There are reminders in this meal that even in their darkest hour, God was with them. It is a memory that has sustained the Jewish people in dark periods in their history; during times of persecution when they were expelled from many countries in Europe, including our own, during the Middle Ages; the pogroms they experienced in Eastern Europe in the 19th century; the abomination that was the Holocaust, the attempted extermination of the Jewish people in the concentration camps of the last war.
The Jewish people have much to teach us in the way they remember the past. They do so in a way that brings it to bear on the present. As they recall the tragedies of the past, they also recall how God was with them in even the darkest times. Looking back on their time in Egypt, God’s presence, God’s help may not have been obvious at the time, but looking back they can see God’s hand. As the slaves were toiling, building the city of Rameses, their situation apparently hopeless, they could see no hope for their future. but looking back they can see in the birth and preservation of Moses, God beginning to act even in this time of suffering.

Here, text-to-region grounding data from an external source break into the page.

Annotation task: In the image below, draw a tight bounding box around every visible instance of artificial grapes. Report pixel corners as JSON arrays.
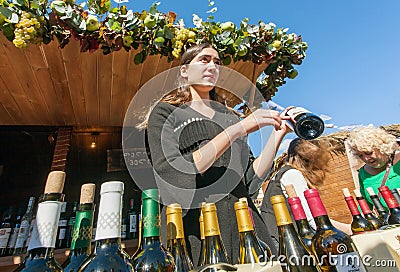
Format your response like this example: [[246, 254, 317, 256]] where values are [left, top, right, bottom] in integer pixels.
[[171, 28, 196, 58], [13, 12, 41, 48]]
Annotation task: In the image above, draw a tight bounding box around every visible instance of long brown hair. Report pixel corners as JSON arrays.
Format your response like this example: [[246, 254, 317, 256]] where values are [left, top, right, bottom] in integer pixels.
[[287, 138, 333, 187]]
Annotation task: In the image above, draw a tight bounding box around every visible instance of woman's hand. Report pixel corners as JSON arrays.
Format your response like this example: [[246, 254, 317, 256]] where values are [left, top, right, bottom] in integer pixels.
[[235, 108, 292, 136], [277, 106, 295, 135]]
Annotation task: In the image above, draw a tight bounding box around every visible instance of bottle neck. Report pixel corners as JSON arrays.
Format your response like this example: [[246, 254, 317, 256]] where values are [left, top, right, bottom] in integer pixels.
[[26, 247, 54, 259], [313, 215, 333, 229], [95, 191, 123, 240], [295, 219, 315, 236], [356, 196, 372, 214], [380, 188, 400, 209], [143, 236, 161, 246], [288, 197, 308, 221], [94, 237, 121, 251], [70, 203, 95, 251], [27, 193, 64, 252], [345, 196, 361, 216], [141, 196, 160, 238], [370, 195, 387, 212], [25, 197, 36, 215]]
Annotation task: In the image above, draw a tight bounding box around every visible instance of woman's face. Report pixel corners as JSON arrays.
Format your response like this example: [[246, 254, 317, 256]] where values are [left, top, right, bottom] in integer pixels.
[[181, 47, 221, 95], [355, 148, 389, 169]]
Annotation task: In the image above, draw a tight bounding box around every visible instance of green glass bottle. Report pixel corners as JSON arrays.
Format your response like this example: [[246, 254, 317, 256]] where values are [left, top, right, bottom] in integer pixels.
[[166, 203, 193, 272], [14, 171, 66, 272], [366, 187, 389, 224], [271, 195, 322, 272], [200, 202, 230, 271], [342, 188, 375, 234], [131, 189, 175, 272], [78, 181, 134, 272], [62, 184, 96, 272], [234, 199, 271, 264], [287, 196, 315, 251], [353, 189, 383, 229]]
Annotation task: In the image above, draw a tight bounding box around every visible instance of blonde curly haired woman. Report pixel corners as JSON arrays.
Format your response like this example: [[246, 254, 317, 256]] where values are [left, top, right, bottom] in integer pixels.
[[347, 126, 400, 208]]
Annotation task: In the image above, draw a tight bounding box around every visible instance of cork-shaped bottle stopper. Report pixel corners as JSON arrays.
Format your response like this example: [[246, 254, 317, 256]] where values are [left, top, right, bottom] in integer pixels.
[[342, 188, 351, 197], [80, 183, 96, 204], [44, 171, 66, 194], [353, 189, 362, 198], [366, 187, 377, 196], [284, 184, 297, 198]]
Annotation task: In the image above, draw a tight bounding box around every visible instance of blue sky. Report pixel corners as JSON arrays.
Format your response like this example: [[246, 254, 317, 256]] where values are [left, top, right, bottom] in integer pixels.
[[127, 0, 400, 155]]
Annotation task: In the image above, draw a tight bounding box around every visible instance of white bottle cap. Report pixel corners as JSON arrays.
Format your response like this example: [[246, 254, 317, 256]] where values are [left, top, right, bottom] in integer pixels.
[[100, 181, 124, 195]]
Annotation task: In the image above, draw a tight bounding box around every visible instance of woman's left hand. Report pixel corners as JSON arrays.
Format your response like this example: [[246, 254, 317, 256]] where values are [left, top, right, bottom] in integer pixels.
[[277, 106, 295, 135]]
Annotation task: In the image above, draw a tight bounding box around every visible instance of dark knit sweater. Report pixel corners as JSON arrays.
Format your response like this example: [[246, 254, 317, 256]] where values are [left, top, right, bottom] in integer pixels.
[[146, 101, 277, 265]]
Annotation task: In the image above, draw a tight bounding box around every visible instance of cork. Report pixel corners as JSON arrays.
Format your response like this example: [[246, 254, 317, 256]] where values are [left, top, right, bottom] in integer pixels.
[[239, 197, 248, 203], [44, 171, 66, 194], [366, 187, 377, 196], [285, 184, 297, 198], [80, 183, 96, 204], [342, 188, 351, 197], [353, 189, 362, 198]]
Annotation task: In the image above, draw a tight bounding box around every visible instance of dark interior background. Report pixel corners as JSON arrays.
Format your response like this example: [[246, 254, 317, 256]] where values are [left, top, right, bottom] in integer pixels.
[[0, 126, 141, 217]]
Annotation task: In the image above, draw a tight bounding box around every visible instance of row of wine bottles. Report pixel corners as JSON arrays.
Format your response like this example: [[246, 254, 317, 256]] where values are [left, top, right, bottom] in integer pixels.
[[342, 186, 400, 235], [0, 194, 141, 257], [9, 169, 400, 272], [11, 170, 276, 271]]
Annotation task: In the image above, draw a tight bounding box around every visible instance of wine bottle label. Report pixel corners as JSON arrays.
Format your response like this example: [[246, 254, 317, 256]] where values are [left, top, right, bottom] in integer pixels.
[[70, 210, 93, 250], [121, 224, 127, 238], [287, 107, 310, 119], [58, 219, 68, 227], [129, 214, 138, 232], [27, 201, 62, 251], [0, 228, 12, 248], [58, 228, 67, 239], [7, 227, 19, 249], [334, 252, 367, 272], [15, 220, 29, 248], [95, 191, 122, 240]]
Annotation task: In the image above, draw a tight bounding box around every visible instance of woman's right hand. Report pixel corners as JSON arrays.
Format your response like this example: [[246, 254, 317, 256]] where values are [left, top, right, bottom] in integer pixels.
[[236, 109, 290, 135]]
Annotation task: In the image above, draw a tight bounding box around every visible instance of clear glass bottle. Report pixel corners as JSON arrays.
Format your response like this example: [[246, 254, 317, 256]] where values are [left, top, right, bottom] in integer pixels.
[[14, 171, 66, 272], [131, 189, 175, 272], [62, 184, 96, 272], [78, 181, 133, 272], [166, 203, 193, 272], [271, 195, 321, 272], [13, 197, 36, 255]]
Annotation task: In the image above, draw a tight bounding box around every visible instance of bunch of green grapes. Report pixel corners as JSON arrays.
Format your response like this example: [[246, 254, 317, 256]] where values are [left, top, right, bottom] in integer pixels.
[[13, 12, 41, 48], [171, 28, 196, 58]]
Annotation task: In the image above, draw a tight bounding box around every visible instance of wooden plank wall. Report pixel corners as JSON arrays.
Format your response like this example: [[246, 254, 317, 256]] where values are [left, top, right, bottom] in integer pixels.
[[0, 34, 263, 127]]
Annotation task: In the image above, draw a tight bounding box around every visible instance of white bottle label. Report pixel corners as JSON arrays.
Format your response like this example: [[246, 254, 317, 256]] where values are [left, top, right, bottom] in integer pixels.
[[27, 201, 62, 251], [286, 107, 310, 119], [129, 214, 137, 232], [95, 191, 122, 240], [58, 219, 68, 227], [58, 228, 67, 239], [0, 228, 12, 248], [15, 220, 30, 248], [334, 252, 367, 272]]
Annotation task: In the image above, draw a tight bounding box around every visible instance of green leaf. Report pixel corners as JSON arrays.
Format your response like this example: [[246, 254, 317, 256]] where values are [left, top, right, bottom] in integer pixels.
[[12, 0, 25, 7], [31, 0, 39, 9], [0, 7, 12, 18], [163, 25, 174, 39], [2, 23, 14, 40], [134, 51, 145, 64]]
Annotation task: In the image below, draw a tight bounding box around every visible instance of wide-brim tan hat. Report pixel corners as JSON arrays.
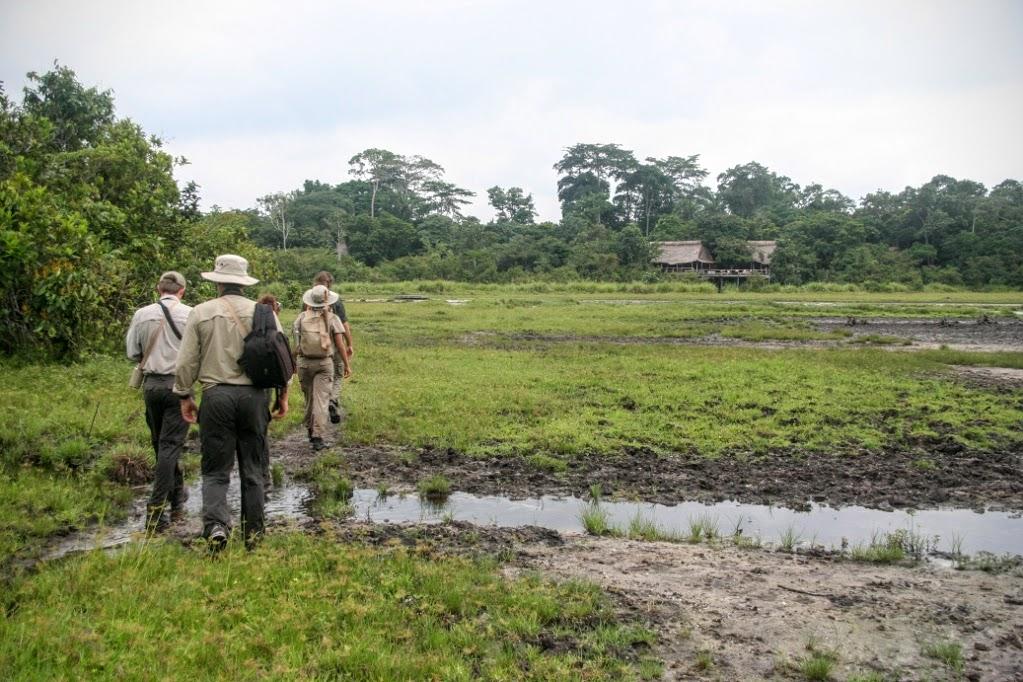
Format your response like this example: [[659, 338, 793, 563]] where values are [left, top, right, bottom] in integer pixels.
[[302, 284, 339, 308], [201, 254, 259, 286]]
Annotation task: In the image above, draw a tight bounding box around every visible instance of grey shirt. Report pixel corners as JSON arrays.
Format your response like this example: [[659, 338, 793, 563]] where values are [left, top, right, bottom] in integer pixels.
[[126, 295, 192, 375]]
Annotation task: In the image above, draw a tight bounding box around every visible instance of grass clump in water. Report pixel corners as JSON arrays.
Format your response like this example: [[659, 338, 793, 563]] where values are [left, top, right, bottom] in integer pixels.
[[778, 524, 802, 552], [270, 462, 284, 488], [417, 474, 452, 500], [580, 503, 617, 537], [0, 533, 661, 679], [305, 452, 354, 518], [686, 514, 719, 544]]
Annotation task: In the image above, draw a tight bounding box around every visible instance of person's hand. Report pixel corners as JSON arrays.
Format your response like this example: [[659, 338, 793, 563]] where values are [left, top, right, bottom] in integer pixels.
[[180, 397, 198, 424], [343, 364, 353, 379], [271, 396, 289, 420], [346, 345, 354, 357]]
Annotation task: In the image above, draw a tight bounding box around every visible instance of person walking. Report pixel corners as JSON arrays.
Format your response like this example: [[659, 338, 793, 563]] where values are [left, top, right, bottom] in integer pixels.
[[126, 271, 193, 532], [312, 271, 354, 425], [256, 293, 283, 499], [294, 285, 349, 451], [174, 255, 288, 550]]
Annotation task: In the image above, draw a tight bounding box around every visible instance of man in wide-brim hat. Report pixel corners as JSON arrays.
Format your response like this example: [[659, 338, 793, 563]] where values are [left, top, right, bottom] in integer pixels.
[[174, 254, 288, 549]]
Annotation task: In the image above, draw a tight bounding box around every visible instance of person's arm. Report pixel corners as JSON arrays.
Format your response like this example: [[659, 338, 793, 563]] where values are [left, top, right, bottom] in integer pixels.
[[125, 310, 144, 361], [342, 321, 353, 357], [173, 311, 201, 423], [271, 385, 289, 419], [333, 332, 352, 377]]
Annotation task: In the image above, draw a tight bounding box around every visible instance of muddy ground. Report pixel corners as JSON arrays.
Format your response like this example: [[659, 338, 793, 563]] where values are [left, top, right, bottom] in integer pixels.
[[37, 431, 1023, 681], [516, 536, 1023, 682], [337, 442, 1023, 513], [463, 317, 1023, 352]]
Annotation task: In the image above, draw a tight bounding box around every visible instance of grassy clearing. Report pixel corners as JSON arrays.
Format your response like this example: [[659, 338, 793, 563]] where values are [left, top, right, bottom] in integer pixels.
[[4, 291, 1021, 562], [340, 337, 1023, 458], [0, 533, 660, 680]]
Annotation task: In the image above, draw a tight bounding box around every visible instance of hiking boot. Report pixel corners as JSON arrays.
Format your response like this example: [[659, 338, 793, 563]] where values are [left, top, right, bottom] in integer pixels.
[[170, 488, 189, 519], [146, 506, 170, 533], [328, 401, 341, 424], [311, 437, 326, 451], [207, 524, 228, 553]]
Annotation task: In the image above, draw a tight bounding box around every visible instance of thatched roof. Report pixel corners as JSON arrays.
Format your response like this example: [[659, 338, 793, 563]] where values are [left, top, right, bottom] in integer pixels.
[[747, 241, 777, 265], [651, 241, 715, 265]]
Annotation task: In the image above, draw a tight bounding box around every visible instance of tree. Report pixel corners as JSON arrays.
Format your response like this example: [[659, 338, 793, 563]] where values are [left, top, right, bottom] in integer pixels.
[[614, 163, 674, 235], [487, 186, 537, 223], [347, 148, 403, 218], [258, 192, 295, 250], [554, 143, 637, 224], [716, 162, 798, 219], [421, 179, 475, 218], [21, 62, 115, 152], [615, 225, 652, 267]]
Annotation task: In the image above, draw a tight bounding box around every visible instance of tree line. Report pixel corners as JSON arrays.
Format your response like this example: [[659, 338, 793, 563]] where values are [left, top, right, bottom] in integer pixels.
[[249, 143, 1023, 289], [2, 65, 1021, 359]]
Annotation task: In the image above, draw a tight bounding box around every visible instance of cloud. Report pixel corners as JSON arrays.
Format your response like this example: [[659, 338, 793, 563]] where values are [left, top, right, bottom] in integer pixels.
[[4, 0, 1022, 221]]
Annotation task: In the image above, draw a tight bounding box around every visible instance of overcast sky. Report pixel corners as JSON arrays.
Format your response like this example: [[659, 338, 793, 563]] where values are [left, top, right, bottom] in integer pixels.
[[3, 0, 1022, 221]]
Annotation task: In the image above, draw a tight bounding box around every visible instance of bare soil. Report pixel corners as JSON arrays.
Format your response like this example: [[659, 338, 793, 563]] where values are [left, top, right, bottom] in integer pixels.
[[338, 443, 1023, 513], [950, 365, 1023, 391], [459, 317, 1023, 352], [514, 536, 1023, 681]]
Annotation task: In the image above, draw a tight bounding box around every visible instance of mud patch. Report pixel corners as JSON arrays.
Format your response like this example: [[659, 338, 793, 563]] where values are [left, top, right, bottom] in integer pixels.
[[338, 443, 1023, 513], [517, 536, 1023, 681], [950, 365, 1023, 391], [311, 518, 563, 560], [816, 317, 1023, 351]]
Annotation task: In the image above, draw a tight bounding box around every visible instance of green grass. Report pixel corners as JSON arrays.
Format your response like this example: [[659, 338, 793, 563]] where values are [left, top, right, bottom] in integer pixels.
[[0, 533, 660, 680], [922, 640, 964, 673], [579, 503, 617, 537], [3, 291, 1021, 563], [721, 321, 851, 342], [799, 652, 836, 680], [417, 474, 453, 500]]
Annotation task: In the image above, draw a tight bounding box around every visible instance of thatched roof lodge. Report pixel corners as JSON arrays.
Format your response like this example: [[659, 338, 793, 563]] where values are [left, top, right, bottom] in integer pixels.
[[650, 241, 715, 272], [747, 240, 777, 268], [650, 240, 778, 278]]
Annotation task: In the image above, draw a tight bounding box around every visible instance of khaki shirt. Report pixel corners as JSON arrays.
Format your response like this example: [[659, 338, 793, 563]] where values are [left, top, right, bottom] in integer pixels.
[[173, 295, 283, 396], [126, 296, 192, 375]]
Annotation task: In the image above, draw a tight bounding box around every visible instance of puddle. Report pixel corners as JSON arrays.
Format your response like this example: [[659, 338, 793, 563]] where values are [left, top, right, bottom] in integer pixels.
[[445, 299, 470, 305], [45, 477, 312, 560], [352, 490, 1023, 557], [45, 485, 1023, 561]]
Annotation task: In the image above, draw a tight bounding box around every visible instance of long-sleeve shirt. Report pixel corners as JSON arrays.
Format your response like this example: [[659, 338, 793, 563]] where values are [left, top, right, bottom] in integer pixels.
[[125, 295, 192, 375], [173, 294, 283, 396]]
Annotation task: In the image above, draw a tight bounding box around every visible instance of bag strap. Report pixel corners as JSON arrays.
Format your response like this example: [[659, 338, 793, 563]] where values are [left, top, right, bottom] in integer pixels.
[[221, 297, 250, 337], [137, 317, 166, 372], [158, 300, 182, 340]]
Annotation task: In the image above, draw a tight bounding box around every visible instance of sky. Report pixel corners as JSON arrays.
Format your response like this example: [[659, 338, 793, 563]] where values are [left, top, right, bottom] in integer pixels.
[[2, 0, 1022, 221]]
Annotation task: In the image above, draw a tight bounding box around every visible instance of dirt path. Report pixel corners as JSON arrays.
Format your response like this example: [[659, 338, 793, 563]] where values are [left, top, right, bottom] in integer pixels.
[[514, 536, 1023, 681]]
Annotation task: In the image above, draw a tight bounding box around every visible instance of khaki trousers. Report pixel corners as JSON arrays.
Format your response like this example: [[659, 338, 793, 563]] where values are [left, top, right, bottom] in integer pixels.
[[298, 356, 334, 440]]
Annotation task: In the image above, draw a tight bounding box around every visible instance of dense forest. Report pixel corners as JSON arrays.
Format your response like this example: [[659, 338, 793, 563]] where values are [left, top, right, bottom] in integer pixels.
[[2, 66, 1022, 358], [252, 147, 1023, 290]]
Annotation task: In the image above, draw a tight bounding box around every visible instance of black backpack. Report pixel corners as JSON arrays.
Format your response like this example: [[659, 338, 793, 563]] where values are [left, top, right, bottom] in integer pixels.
[[239, 303, 296, 389]]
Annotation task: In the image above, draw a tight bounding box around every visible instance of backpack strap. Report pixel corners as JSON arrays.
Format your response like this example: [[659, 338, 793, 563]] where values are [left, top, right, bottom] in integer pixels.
[[221, 297, 250, 336], [158, 300, 182, 340]]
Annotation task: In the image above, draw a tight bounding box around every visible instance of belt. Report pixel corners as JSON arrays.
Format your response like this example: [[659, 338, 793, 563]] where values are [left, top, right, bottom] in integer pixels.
[[144, 373, 175, 378]]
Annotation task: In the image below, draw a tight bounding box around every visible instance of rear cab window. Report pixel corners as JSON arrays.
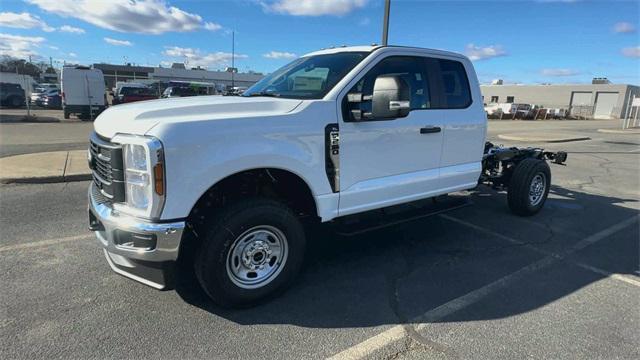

I would draw from this the lesson that no situation is hopeless. God never abandons those he has called to follow him. sometimes those he has called turn away and bring suffering and tragedy upon themselves. Sometimes communities and nations turn away and we witness breakdown in social order such as we see in our own day. But, as we are reminded each time we celebrate communion, God never abandons us. There may be hard lessons to learn. We may as individuals or as communities have to repent, to acknowledge that we have failed, that we have forgotten the Lord, that we have not given him the priority in the way we order our lives. I am not saying God inflicts the suffering; rather we bring it upon ourselves; it is the fruit of our own disorder.
As I said, in the coming weeks we will be reading the unfolding story of the deliverance of the People of Israel from their bondage in Egypt. Even as God lead them out of Egypt, as he gave them the Law on Mount Sinai and lead them through the desert, there were time of disobedience, times when the people resented what God was doing and even harked back to the security of their days of slavery, demanding ‘Why did you bring us out into this desert to die? We had plenty to eat in Egypt.’ But the God of the Exodus stayed with them, through all their suffering and pain, their resentment and disobedience, and brought them into the land he had promised.
In our own experience, in our own journey through life, there are times when God’s word to us is one of comfort and encouragement; times also when God’s word to us is one of reproof and condemnation and we can resent it and the messenger. But God is always there and his abiding purpose for us is good.
May we as individuals and as a community draw comfort from his encouragement and respond to his correction, that we may walk in his paths and in them find our peace.